This discussion is archived
13 Replies Latest reply: Jan 8, 2009 5:00 AM by 807589 RSS

Creating large XML files

807589 Newbie
Currently Being Moderated
I have been working with DOM parser for creating XML files but as the size of the XML file increases, the memory allocated to the JVM gets consumed at a high rate. So i needed to find another parser that can make my life much easier.
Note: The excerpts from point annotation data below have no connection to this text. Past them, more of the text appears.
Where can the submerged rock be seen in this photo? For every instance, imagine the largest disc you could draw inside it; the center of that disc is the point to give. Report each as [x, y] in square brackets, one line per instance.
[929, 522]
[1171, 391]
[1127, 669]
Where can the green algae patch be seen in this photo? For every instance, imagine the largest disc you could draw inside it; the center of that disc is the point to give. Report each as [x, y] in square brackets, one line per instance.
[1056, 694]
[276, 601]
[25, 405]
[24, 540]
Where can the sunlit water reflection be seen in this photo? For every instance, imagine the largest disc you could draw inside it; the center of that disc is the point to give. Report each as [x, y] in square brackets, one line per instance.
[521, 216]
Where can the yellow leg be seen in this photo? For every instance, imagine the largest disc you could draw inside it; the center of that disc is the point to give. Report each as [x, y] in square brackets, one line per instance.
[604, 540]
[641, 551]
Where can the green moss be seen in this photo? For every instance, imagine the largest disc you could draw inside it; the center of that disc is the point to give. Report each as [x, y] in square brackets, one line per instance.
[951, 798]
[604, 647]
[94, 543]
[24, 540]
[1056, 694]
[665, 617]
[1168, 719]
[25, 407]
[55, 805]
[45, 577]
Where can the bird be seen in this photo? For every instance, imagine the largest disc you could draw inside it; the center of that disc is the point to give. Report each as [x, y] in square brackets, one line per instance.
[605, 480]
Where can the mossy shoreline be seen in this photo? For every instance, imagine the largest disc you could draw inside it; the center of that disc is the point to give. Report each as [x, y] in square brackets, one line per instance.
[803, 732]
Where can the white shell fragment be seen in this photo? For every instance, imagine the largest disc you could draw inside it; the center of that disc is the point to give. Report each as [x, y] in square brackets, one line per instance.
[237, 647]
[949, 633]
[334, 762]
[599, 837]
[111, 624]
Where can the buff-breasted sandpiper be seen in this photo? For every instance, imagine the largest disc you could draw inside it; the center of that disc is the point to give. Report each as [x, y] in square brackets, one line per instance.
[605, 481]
SAX parser is not a solution for me as it gives problems with doc manipulation and a lot of complex coding will be involved in callback functions.

Thank you in advance
  • 1. Re: Creating large XML files
    807589 Newbie
    Currently Being Moderated
    If you want any document model, then it will consume a lot of memory.
    How big is your XML file and what is your maximum memory size?
  • 2. Re: Creating large XML files
    807589 Newbie
    Currently Being Moderated
    Memory allocated to JVM is 129792kb

    Size of XML file to be created is Greater than 1Gb
  • 3. Re: Creating large XML files
    807589 Newbie
    Currently Being Moderated
    vivek_kumar_kohli wrote:
    Size of XML file to be created is Greater than 1Gb
    really ?
  • 4. Re: Creating large XML files
    807589 Newbie
    Currently Being Moderated
    Ya man.
    I have to insert lot of images in the form of string.
  • 5. Re: Creating large XML files
    807589 Newbie
    Currently Being Moderated
    try XSLT parsing with SAX .
    u just need to override startElement , endElement and characters () these mothods
  • 6. Re: Creating large XML files
    807589 Newbie
    Currently Being Moderated
    Are you sure that you want to be doing that? Typically you would just store references (most likely pathnames) to the image files. Either way, if you have a 1GB XML file, you are likely to use more than 1GB of memory since the data needs to be somewhere.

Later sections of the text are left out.